As the final triplet loss depends on the distance d(a, p) and d(a, n), we first need to efficiently compute the pairwise distance matrix. We implement this for euclidean norm and the squared euclidean norm, in the _pairwise_distancefunction:

def _pairwise_distances(embeddings, squared=False):
    """Compute the 2D matrix of distances between all the embeddings.

    Args:
        embeddings: tensor of shape (batch_size, embed_dim)
        squared: Boolean. If true, output is the pairwise squared euclidean distance matrix.
                 If false, output is the pairwise euclidean distance matrix.

    Returns:
        pairwise_distances: tensor of shape (batch_size, batch_size)
    """
    # Get the dot product between all embeddings
    # shape (batch_size, batch_size)
    dot_product = tf.matmul(embeddings, tf.transpose(embeddings))

    # Get squared L2 norm for each embedding. We can just take the diagonal of `dot_product`.
    # This also provides more numerical stability (the diagonal of the result will be exactly 0).
    # shape (batch_size,)
    square_norm = tf.diag_part(dot_product)

    # Compute the pairwise distance matrix as we have:
    # ||a - b||^2 = ||a||^2  - 2 <a, b> + ||b||^2
    # shape (batch_size, batch_size)
    distances = tf.expand_dims(square_norm, 0) - 2.0 * dot_product + tf.expand_dims(square_norm, 1)
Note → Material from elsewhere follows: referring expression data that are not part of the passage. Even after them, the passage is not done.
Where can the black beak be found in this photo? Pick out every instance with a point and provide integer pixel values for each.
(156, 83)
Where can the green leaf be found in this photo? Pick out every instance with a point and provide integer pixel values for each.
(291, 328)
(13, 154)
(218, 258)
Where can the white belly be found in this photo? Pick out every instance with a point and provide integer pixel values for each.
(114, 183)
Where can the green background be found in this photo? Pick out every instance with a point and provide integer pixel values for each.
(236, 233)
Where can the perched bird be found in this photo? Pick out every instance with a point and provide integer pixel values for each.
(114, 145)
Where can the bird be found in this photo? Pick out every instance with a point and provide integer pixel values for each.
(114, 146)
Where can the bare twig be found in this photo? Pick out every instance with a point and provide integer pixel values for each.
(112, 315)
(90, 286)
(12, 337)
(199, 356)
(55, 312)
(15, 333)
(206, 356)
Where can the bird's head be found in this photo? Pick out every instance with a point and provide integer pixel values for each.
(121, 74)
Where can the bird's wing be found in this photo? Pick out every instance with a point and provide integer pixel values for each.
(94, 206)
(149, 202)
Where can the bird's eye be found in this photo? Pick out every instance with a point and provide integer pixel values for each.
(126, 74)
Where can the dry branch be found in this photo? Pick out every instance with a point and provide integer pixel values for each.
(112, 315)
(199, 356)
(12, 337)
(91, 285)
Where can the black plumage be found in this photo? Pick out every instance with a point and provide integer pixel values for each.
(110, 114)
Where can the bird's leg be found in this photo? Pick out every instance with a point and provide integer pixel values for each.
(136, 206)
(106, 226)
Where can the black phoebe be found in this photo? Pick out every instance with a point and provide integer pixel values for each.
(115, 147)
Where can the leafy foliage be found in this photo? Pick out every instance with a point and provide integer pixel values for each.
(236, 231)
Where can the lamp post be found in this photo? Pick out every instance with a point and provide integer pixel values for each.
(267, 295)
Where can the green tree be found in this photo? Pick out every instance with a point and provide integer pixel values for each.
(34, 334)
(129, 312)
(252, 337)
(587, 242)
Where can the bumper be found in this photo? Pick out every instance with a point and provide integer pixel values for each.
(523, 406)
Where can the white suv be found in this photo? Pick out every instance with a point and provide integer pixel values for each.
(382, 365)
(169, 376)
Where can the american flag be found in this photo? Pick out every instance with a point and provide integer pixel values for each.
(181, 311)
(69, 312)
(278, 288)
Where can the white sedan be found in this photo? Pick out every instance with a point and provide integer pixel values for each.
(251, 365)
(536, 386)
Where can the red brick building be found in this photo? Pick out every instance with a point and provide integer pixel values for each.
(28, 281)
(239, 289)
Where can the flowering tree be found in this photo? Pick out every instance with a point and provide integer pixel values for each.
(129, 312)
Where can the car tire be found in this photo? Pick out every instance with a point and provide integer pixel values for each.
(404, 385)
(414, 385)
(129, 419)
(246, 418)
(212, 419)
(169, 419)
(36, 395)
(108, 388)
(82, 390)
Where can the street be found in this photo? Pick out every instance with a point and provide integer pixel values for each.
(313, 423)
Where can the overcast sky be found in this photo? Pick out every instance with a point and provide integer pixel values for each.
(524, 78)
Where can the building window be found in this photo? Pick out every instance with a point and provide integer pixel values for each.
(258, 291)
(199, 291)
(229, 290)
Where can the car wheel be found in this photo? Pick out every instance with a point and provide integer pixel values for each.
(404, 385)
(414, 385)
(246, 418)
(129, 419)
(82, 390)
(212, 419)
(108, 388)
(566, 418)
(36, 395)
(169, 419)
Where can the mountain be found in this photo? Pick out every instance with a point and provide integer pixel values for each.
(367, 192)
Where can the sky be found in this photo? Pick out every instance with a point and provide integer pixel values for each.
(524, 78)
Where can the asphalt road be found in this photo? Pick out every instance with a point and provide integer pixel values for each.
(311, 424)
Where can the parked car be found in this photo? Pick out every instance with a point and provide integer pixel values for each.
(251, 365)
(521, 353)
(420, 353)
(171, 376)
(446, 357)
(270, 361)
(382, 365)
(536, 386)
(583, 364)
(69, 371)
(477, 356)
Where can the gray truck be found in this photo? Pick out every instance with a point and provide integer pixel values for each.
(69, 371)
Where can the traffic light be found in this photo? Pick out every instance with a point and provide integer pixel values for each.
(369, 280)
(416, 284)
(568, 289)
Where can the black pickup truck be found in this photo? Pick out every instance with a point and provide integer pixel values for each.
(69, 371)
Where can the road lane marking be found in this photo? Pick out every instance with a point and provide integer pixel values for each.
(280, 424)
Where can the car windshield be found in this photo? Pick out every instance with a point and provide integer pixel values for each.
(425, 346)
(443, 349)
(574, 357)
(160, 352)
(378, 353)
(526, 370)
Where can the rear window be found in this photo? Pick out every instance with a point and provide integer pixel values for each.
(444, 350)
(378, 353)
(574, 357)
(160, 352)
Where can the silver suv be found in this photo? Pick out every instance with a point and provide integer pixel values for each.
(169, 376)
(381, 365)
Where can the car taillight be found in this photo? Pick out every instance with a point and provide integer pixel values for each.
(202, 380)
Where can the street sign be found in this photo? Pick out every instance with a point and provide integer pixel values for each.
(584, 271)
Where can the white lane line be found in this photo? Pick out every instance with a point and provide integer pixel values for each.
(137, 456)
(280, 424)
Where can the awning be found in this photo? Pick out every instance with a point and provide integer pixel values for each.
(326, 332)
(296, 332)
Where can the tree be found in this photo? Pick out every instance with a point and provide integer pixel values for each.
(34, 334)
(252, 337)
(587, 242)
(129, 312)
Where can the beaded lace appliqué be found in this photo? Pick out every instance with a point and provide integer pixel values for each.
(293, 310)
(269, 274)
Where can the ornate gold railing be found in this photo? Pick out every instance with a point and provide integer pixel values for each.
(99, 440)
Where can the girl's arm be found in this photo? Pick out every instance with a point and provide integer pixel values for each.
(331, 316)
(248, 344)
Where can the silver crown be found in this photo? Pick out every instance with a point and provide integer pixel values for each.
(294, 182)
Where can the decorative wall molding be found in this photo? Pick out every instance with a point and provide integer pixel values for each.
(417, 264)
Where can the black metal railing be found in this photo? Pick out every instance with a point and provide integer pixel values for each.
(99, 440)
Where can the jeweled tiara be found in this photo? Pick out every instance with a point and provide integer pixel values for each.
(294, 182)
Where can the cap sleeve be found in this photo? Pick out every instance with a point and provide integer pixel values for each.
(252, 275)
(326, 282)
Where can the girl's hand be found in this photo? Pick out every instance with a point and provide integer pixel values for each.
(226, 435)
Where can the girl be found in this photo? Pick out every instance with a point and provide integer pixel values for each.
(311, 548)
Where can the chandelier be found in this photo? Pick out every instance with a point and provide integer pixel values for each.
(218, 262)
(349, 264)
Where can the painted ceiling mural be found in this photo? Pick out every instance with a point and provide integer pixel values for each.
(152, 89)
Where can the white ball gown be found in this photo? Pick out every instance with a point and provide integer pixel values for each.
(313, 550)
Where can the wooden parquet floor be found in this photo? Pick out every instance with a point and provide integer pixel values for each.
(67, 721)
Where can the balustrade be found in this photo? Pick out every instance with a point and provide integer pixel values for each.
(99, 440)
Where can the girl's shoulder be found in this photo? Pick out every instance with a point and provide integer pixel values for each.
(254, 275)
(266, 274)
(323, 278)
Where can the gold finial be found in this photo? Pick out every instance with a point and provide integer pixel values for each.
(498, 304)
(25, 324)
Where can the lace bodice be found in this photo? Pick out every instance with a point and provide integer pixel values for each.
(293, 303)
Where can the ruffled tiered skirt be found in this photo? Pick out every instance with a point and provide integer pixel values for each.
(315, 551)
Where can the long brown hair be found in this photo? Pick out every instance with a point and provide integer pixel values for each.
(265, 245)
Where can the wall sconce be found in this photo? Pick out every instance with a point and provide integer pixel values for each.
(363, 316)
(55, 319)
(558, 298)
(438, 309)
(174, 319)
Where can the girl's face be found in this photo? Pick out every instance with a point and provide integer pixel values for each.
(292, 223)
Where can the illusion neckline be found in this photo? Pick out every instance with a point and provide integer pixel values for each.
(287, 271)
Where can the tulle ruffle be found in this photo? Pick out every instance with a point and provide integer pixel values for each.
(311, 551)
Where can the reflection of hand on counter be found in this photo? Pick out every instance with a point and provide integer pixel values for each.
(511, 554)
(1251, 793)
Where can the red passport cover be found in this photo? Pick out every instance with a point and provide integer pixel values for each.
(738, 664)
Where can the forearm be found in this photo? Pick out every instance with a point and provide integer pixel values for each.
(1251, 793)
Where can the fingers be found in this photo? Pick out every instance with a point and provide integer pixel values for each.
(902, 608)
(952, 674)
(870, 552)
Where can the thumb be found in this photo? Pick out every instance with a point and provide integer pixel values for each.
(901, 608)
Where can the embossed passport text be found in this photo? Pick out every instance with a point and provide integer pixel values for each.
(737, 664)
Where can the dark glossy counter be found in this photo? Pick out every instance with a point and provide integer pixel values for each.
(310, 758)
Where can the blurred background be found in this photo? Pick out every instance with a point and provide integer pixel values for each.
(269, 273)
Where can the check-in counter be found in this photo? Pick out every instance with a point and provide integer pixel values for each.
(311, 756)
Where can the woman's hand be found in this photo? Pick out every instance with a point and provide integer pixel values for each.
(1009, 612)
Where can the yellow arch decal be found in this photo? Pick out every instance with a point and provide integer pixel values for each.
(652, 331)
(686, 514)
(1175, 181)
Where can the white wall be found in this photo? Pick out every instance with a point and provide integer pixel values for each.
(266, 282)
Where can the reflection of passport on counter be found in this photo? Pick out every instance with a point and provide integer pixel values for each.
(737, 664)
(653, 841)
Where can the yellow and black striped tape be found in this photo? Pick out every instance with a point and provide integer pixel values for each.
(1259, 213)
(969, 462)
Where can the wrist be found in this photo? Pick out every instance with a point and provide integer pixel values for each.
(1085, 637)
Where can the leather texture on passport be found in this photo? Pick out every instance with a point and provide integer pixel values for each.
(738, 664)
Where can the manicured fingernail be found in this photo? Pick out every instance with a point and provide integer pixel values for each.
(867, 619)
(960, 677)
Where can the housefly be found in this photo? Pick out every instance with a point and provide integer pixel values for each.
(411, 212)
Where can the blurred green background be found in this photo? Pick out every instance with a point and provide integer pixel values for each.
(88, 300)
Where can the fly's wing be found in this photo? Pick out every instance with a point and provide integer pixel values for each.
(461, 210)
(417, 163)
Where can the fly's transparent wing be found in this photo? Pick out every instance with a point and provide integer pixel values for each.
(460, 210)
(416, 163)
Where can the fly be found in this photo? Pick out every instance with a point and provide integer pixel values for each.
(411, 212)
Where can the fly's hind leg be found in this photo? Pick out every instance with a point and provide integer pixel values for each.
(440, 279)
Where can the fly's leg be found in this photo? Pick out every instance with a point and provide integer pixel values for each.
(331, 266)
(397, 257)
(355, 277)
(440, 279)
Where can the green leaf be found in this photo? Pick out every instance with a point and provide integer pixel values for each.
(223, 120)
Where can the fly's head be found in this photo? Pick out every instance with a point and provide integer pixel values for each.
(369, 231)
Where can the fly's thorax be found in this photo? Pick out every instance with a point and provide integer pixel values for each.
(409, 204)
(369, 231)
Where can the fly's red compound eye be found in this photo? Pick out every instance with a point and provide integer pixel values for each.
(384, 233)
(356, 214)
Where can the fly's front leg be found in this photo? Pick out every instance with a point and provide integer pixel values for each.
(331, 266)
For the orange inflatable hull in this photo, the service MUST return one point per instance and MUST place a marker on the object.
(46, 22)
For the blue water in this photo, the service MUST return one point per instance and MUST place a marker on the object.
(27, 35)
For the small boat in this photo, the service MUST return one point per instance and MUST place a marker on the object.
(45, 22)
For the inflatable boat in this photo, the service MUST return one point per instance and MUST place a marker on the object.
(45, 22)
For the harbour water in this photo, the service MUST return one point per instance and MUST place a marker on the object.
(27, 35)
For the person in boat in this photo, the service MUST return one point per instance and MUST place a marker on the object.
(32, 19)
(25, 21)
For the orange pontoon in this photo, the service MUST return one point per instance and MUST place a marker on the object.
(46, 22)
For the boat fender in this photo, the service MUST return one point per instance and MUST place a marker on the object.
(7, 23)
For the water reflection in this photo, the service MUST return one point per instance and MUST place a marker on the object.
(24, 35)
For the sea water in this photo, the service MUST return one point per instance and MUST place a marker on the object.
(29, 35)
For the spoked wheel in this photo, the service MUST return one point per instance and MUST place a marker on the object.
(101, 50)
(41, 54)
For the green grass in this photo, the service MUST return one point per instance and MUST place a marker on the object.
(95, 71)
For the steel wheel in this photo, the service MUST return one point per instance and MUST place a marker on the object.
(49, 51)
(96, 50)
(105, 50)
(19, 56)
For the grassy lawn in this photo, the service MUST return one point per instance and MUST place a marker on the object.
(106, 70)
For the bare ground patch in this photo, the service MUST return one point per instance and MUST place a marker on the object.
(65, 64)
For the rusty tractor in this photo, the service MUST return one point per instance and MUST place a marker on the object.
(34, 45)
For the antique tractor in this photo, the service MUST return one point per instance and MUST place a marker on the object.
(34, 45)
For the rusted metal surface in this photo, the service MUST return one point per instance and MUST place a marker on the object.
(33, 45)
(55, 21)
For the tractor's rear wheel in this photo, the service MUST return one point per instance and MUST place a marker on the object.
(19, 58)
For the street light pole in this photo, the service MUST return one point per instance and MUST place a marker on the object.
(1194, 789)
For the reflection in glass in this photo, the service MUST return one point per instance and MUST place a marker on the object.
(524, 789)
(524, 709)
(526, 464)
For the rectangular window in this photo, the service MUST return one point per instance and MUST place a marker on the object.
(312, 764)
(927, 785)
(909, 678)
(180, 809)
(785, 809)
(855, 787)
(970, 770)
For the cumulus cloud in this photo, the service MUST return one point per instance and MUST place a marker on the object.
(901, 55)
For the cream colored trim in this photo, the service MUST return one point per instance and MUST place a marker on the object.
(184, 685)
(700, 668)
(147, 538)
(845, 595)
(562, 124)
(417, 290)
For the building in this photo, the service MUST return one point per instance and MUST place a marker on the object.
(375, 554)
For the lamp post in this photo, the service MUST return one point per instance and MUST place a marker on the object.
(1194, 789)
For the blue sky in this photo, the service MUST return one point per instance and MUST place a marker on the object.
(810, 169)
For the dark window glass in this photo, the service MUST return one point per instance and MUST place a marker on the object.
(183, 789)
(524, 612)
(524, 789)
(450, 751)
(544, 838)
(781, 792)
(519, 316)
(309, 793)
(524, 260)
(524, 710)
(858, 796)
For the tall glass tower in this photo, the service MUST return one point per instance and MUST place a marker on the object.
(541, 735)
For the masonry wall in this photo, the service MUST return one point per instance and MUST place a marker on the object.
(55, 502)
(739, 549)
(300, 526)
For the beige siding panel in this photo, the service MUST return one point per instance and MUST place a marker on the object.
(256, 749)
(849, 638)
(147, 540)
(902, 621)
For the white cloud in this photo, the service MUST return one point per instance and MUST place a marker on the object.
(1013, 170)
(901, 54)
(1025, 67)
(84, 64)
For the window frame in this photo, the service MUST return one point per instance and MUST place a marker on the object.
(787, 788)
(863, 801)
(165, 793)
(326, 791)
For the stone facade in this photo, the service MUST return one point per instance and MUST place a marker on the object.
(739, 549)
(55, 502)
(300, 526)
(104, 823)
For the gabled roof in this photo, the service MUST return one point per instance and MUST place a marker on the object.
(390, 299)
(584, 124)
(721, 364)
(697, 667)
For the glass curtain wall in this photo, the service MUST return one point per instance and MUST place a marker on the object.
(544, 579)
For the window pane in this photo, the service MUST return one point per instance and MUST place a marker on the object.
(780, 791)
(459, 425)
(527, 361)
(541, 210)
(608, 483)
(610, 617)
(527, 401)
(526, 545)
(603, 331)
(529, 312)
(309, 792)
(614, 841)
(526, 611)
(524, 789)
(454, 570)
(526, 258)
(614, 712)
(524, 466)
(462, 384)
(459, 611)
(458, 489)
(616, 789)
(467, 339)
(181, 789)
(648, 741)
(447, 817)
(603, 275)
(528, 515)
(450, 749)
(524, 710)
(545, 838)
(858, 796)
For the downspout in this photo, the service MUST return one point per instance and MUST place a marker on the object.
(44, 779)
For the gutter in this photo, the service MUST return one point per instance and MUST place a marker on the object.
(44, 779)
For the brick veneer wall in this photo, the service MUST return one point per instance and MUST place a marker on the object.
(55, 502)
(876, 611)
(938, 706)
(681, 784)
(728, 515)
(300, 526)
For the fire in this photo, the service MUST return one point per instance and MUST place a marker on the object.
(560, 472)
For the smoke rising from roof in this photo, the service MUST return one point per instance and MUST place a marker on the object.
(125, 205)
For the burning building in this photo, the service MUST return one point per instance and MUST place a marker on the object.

    # Because of computation errors, some distances might be negative so we put everything >= 0.0
    distances = tf.maximum(distances, 0.0)

    if not squared:
        # Because the gradient of sqrt is infinite when distances == 0.0 (ex: on the diagonal)
        # we need to add a small epsilon where distances == 0.0
        mask = tf.to_float(tf.equal(distances, 0.0))
        distances = distances + mask * 1e-16

        distances = tf.sqrt(distances)

        # Correct the epsilon added: set the distances on the mask to be exactly 0.0
        distances = distances * (1.0 - mask)

    return distances


An numpy example:

embeddings = np.arange(8)
embeddings = np.expand_dims(embeddings, -1)
embeddings = np.concatenate([embeddings, embeddings], -1)
print(embeddings)

dot_product = np.matmul(embeddings, np.transpose(embeddings))
print(dot_product)

square_norm = np.diag(dot_product)
print(square_norm)

# here use broadcasting.
distances = np.expand_dims(square_norm, 1) - 2 * dot_product + np.expand_dims(square_norm, 0)
print(distances)

Batch hard strategy

In this strategy, we want to find the hardest positive and negative for each anchor.

  • Hardest positive

    To compute the hardest positive, we begin with the pairwise distance matrix. We then get a 2D mask of the valid (a, p) (i.e. a != p and p have same labels) and put to 0 any element outside of the mask.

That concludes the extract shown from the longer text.